À cette liberté salutaire s’ajoutent aussi de nouveaux éléments de gameplay. Sans surprise, la licence ne tranche pas frontalement avec ses origines, mais apporte ça et là quelques nouveautés qui participent à rendre le jeu encore plus agréable. D’abord par l’absence de temps de chargement entre les différentes zones, qui offre une fluidité non négligeable au gameplay, mais qui se voit fatalement compensé par des latences plutôt conséquentes lorsqu’on entre dans les bâtiments. Pour remédier au problème, Game Freak a fait le choix de limiter au maximum les environnements intérieurs. N’espérez plus entrer comme bon vous semble chez les gens, il faudra désormais se contenter des arènes et des commerces.
Autre ajout hérité de Légendes Pokémon Arceus, l’apparition sauvage des monstres de poche se fait désormais en temps réel. Un avantage non négligeable pour la chasse aux shinys, désormais repérables à distance, mais plus généralement pour toute votre exploration. Côté nouveautés, les combats rapides changent la donne : non seulement il est désormais possible d’explorer la région aux côtés d’un membre de son équipe, mais en plus ce dernier peut prendre l’initiative de combattre seul les Pokémon sauvages à proximité. De quoi vous faire grappiller quelques points d’XP supplémentaires au fil de votre aventure.

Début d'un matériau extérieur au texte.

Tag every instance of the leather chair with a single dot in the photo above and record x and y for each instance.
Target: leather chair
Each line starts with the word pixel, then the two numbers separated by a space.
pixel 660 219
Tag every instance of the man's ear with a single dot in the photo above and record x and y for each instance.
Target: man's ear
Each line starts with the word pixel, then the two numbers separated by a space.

Tous ces éléments apportent avec eux un sentiment de liberté grisant, presque paralysant au début du jeu. Il faut dire que par rapport aux générations précédentes, le grand-écart est là : à peine votre journée d’intégration terminée à l’Académie, votre personnage est livré à lui-même, avec pour seule règle de trouver son Trésor, comme une métaphore à peine voilée d’un passage à l’âge adulte qui tardait à venir.
Évidemment, la liberté n’est pas totale. Sous ses airs de vaste monde ouvert, Game Freak sait comment nous garder dans le droit chemin. Certaines zones par exemple, abriteront des Pokémon bien trop puissants pour s’y perdre dès le début de votre aventure. D’autres resteront inaccessibles jusqu’à ce que vous ayez débloqué certaines fonctionnalités liées à votre monture, en remportant des épreuves précises. Heureusement, cette ligne de conduite est loin de restreindre notre expérience de jeu.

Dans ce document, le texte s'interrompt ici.